Rating: ★★★☆☆ 

Wasted, by Marya Hornbacher.  Harper Perennial (1998), 320 pages.

“It was that simple: One minute I was your average nine-year-old, shorts and a T-shirt and long brown braids, sitting in the yellow kitchen, watching Brady Bunch reruns, munching on a bag of Fritos, scratching the dog with my foot. The next minute I was walking, in a surreal haze I would later compare to the hum induced by speed, out of the kitchen, down the stairs, into the bathroom, shutting the door, putting the toilet seat up, pulling my braids back with one hand, sticking my first two fingers down my throat, and throwing up until I spat blood.”
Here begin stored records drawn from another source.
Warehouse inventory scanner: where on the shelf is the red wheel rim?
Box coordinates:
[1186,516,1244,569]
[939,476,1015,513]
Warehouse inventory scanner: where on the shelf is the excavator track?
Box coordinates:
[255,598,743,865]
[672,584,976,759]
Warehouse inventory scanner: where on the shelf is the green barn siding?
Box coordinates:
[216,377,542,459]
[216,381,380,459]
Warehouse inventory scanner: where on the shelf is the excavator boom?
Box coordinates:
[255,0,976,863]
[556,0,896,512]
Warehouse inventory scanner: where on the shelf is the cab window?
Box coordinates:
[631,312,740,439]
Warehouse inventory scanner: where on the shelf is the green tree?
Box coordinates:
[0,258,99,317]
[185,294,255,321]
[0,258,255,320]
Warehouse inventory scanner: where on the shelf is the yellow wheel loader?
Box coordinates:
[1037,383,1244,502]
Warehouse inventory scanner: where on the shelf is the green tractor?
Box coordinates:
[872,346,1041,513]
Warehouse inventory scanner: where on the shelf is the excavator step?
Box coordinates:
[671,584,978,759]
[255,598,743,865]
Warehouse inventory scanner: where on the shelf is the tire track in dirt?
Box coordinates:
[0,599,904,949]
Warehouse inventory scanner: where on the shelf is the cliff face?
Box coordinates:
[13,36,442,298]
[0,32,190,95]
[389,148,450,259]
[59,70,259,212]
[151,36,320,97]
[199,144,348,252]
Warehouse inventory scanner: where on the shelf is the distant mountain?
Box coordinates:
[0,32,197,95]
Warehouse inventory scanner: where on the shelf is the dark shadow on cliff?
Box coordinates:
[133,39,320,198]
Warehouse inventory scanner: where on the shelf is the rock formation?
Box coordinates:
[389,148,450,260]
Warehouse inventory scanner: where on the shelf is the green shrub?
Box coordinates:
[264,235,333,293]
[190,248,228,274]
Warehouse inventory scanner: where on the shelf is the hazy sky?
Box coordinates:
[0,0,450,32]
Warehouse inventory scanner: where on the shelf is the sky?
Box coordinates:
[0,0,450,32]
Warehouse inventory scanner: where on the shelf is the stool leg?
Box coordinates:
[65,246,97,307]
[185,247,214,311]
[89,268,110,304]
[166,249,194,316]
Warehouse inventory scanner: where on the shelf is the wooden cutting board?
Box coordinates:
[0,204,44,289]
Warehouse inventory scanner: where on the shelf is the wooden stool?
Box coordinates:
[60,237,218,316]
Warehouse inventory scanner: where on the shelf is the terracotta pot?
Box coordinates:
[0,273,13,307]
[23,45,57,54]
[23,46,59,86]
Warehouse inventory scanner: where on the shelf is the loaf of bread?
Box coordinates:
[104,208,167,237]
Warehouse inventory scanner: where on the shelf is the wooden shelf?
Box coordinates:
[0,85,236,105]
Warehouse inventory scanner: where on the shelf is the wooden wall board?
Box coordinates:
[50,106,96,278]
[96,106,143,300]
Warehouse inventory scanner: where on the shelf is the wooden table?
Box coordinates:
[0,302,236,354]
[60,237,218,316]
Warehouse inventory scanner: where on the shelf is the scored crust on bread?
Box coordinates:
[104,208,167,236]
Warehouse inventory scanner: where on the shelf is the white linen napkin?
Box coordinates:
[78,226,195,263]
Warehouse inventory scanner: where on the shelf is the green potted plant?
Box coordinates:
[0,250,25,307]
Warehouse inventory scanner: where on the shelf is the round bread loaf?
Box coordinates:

This book is unquestionably very well-written and fascinating, yet I struggled with how to review it. The author is, quite simply, a rather unlikable person. I hate looking at her photo on the cover, I’m glad I don’t know her, and I don’t really wish her well. This was troubling to me because it seems one should like (or at least have empathy for) the character one is reading about, particularly if the book is a memoir. Is this a prerequisite for a recommendation? I wondered.

The writing is indisputably good. Her childhood remembrances embody the perfect child’s voice, she shows wonderful self-awareness (except for two significant lapses toward the end) and her details and general observances are authentic and even humorous despite the subject matter.